Posted: March 14, 2013 6:00 PM
A new article in The Atlantic reflects on how the criminal justice system has been impacted by the United States Supreme Court decision in Gideon v. Wainwright fifty years later. In 1963, the Supreme Court ruled unanimously that the Sixth Amendment guarantees the right to a trial lawyer to every criminal defendant in a felony trial. Though everyone is entitled to counsel, far too often the attorneys they receive are ineffective, leading to wrongful convictions.
In an effort to fix the problem, the Criminal Justice Section of the American Bar Association urged Congress to establish a federally funded Center for Indigent Defense Services. And lawyers and judges in the American Bar Association are working on a proposal called National Indigent Defense Reform in an attempt to return meaning to the promise of Gideon, according to The Atlantic.
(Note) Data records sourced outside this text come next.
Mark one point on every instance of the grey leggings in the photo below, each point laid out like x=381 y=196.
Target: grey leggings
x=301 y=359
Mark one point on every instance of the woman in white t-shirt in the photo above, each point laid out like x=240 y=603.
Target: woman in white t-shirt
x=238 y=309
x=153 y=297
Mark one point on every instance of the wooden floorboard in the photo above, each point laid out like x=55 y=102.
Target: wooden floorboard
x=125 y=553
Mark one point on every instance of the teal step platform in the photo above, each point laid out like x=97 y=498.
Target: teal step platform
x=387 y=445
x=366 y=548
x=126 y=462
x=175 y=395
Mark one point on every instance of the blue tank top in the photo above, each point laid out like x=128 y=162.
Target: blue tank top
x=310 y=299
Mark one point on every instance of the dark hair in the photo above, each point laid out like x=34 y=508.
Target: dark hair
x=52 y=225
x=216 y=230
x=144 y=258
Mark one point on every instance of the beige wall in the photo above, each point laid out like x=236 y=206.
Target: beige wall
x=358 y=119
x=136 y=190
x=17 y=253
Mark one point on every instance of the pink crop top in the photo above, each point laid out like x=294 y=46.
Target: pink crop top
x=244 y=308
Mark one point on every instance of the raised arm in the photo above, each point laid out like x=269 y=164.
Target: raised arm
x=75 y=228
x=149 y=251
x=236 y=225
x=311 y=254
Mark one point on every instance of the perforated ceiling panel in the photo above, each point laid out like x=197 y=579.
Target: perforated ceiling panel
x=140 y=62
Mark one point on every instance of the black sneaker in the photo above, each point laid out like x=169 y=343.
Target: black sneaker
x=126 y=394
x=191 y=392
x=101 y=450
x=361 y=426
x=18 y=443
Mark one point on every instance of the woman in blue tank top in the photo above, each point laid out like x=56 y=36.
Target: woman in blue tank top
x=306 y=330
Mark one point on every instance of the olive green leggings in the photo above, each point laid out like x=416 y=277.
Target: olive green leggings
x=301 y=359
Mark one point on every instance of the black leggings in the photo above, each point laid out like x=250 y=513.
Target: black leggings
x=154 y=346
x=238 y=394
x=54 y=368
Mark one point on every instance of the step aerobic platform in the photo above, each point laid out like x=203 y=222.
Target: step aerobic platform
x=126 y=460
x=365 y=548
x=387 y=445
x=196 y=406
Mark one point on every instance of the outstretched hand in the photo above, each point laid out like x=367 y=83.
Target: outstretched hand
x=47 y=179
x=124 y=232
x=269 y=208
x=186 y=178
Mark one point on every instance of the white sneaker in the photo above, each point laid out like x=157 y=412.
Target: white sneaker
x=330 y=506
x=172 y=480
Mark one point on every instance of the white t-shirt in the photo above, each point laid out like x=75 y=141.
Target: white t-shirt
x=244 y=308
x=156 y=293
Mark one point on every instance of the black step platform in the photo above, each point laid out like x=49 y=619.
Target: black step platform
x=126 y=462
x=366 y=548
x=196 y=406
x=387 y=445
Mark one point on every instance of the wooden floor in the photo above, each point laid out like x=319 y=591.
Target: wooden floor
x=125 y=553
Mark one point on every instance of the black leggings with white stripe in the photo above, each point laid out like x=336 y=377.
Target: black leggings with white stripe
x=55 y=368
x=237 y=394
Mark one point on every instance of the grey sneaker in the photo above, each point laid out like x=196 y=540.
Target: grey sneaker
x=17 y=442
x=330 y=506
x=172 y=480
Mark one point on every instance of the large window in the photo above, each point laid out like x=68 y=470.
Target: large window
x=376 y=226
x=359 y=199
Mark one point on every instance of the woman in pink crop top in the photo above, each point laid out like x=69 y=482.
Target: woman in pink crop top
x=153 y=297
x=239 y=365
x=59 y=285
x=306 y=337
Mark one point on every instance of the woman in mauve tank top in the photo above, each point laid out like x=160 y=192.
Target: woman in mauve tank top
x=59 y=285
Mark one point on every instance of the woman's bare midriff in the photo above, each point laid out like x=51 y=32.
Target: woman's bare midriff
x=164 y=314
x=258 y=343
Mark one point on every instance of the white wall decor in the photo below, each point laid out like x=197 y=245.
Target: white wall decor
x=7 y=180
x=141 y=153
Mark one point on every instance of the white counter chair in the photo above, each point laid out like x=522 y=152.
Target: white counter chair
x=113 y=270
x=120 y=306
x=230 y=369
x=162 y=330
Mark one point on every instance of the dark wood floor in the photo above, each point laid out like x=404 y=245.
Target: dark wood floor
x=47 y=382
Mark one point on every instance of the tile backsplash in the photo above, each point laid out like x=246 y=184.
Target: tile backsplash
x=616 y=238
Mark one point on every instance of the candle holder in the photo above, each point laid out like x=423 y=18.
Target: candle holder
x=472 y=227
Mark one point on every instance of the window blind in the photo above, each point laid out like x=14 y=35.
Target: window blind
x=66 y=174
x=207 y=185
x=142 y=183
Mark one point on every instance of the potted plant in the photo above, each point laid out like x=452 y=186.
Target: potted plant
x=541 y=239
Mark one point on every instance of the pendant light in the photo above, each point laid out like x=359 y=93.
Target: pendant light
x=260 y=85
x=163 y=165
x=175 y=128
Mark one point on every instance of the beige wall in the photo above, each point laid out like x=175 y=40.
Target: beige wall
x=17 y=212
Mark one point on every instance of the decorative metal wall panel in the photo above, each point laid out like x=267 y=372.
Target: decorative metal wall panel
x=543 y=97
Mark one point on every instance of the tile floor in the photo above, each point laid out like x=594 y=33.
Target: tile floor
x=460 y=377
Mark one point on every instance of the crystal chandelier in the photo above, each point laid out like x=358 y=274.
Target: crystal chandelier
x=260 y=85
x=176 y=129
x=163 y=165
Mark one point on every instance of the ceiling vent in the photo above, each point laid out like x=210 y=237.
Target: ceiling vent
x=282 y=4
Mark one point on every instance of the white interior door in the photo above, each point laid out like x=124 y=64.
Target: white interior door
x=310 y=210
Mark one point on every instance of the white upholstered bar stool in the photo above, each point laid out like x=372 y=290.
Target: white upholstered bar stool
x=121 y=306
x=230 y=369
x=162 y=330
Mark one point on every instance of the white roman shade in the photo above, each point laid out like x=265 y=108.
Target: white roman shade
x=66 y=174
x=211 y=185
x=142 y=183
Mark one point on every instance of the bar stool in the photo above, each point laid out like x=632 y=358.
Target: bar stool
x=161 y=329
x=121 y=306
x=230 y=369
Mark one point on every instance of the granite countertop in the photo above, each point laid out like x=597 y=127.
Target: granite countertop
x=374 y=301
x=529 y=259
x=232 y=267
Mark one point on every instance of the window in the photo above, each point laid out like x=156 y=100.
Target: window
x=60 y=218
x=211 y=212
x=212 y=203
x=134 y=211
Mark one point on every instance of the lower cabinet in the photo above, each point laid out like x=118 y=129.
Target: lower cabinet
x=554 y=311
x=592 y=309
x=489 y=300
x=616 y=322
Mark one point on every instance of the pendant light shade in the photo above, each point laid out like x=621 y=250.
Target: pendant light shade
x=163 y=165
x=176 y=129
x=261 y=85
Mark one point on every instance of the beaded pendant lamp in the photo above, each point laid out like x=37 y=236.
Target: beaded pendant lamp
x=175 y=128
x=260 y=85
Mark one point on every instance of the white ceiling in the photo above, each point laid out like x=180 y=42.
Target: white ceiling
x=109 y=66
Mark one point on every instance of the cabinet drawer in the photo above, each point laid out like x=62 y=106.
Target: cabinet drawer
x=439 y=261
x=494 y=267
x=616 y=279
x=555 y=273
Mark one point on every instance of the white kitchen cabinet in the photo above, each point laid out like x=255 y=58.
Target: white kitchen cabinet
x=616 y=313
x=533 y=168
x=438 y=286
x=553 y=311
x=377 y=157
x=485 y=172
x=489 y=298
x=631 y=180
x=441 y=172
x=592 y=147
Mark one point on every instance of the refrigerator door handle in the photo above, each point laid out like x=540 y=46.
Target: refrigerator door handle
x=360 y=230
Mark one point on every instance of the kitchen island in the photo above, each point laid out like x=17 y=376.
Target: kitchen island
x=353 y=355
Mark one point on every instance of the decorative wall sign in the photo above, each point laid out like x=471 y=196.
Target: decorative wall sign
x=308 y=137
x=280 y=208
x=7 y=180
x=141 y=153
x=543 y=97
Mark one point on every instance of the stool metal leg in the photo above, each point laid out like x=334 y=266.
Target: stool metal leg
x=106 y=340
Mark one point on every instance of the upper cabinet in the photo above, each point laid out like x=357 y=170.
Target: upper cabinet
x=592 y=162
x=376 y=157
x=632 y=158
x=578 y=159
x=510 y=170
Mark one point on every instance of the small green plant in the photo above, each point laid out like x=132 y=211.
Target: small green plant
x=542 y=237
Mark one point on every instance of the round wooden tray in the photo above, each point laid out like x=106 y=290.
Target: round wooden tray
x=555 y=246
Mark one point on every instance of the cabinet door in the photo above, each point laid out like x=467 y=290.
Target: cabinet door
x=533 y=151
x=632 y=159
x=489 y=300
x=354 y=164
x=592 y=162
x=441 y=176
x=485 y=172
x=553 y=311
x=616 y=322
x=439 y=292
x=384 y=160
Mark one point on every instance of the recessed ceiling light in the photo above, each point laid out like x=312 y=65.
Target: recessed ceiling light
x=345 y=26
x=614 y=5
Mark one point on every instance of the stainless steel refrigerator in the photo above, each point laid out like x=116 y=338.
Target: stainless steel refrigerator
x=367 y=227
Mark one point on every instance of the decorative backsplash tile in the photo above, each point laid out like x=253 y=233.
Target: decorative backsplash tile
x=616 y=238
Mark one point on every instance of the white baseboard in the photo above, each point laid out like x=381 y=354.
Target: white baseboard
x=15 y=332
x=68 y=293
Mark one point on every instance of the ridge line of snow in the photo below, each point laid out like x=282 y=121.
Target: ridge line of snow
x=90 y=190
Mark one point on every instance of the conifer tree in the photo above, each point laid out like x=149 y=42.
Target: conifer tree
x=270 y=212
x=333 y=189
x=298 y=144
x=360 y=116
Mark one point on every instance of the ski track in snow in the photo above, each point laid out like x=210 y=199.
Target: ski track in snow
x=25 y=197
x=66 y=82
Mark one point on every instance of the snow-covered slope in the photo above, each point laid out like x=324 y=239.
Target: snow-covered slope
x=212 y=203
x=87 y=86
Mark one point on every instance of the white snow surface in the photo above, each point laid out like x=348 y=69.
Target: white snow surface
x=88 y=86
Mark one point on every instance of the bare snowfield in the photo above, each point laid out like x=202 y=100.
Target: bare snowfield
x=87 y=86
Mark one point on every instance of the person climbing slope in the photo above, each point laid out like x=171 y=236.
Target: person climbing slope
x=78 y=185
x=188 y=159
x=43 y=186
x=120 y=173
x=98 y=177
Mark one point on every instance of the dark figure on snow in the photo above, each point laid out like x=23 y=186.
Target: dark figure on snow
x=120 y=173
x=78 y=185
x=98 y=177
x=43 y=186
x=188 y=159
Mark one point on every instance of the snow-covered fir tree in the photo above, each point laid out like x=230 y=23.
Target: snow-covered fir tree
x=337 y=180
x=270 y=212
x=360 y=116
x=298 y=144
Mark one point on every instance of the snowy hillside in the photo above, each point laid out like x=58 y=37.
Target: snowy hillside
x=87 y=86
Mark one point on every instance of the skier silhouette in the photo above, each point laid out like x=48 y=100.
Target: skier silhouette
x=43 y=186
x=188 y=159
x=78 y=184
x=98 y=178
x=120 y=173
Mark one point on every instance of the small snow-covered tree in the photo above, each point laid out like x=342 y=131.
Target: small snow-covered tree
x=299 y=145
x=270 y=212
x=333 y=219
In the end, 50 years after one of the most glorious chapters in the history of the Supreme Court, we tell ourselves that we are a nation of laws, and we praise ourselves for rulings like Gideon, and we extol the virtues of the Constitution in theory, but the truth is we are just lying to ourselves and each other when we pretend that there is equal justice in America. Either there is a right to counsel or there isn't. And if there is such a right, we all have an obligation to ensure it is recognized -- not just in the history books, and not just in a television movie, and not just in a dusty law book, but in the everyday lives of our fellow citizens.